Análise: Eduardo Bolsonaro atuou como intermediador de sanções dos EUA
PGR apresenta denúncia contra Eduardo Bolsonaro e Paulo Figueiredo por atuarem como intermediadores para aplicação de sanções contra ministros do STF nos Estados Unidos; análise é de Teo Cury no CNN 360°
A Procuradoria-Geral da República (PGR) apresentou denúncia contra o deputado federal Eduardo Bolsonaro (PL-SP) e o blogueiro Paulo Renato Figueiredo por atuarem como intermediadores nos Estados Unidos para a aplicação de sanções contra ministros do Supremo Tribunal Federal (STF). A denúncia, que possui 63 páginas, foi apresentada pelo procurador-geral Paulo Gonet. A análise é de Teo Cury no CNN 360°.

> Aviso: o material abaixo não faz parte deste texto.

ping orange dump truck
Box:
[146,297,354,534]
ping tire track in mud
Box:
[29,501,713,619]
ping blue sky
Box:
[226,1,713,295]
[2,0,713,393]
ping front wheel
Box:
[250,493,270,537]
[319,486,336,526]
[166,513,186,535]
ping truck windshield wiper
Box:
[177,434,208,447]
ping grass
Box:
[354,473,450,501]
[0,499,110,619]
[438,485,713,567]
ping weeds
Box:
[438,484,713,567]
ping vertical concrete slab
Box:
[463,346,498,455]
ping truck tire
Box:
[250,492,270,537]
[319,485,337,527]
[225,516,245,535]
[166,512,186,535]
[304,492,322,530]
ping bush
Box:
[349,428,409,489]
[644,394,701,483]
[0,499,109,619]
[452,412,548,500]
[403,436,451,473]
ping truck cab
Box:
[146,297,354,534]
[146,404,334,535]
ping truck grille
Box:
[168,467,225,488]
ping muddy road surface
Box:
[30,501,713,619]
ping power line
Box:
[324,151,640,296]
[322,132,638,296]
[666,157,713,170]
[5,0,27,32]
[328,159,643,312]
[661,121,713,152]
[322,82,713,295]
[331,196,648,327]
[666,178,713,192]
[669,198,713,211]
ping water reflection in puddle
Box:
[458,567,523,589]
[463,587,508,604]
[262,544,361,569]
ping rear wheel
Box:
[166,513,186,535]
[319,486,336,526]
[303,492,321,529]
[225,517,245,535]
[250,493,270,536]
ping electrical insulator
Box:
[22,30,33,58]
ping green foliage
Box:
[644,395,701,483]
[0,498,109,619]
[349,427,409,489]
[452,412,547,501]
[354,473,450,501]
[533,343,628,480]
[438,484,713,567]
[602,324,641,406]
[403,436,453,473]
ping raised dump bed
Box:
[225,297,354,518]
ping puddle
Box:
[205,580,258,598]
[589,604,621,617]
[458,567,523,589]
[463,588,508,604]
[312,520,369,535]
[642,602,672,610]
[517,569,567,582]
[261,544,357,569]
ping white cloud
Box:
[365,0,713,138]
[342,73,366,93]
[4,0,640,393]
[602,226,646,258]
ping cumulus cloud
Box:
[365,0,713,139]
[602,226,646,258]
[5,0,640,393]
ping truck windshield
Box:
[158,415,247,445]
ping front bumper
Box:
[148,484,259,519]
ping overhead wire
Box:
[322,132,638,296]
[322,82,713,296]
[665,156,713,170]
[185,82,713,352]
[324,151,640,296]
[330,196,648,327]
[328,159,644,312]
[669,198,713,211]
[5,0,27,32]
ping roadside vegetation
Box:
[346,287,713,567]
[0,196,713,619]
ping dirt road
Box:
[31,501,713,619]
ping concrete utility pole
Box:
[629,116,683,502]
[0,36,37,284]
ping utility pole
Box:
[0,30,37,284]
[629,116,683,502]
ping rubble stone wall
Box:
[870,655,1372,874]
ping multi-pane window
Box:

Segundo a denúncia, Eduardo Bolsonaro e Paulo Figueiredo buscaram a aplicação da Lei Magnitsky e a imposição de tarifas econômicas contra o Brasil nas relações comerciais bilaterais com os Estados Unidos. O objetivo seria pressionar e interferir em processos judiciais em andamento no STF.
Pressões e Sanções
As ações incluíram tentativas de suspensão de vistos de oito ministros do Supremo e a aplicação de sanções financeiras específicas contra Alexandre de Moraes. A denúncia ressalta que, apesar das pressões externas e tentativas de chantagem, os ministros da primeira turma não se intimidaram em suas decisões.
A denúncia menciona mais de 40 vezes o ex-presidente Jair Bolsonaro (PL), incluindo mensagens obtidas pela Polícia Federal a partir da apreensão de um de seus celulares. No entanto, o documento não apresentou elementos suficientes para comprovar a participação efetiva de Jair Bolsonaro nas ações denunciadas, motivo pelo qual ele não foi incluído na denúncia.
O procurador-geral destacou que as tentativas de interferência através de pressões internacionais não surtiram o efeito desejado, uma vez que os magistrados mantiveram sua independência nas decisões judiciais, mesmo diante das sanções aplicadas pelos Estados Unidos.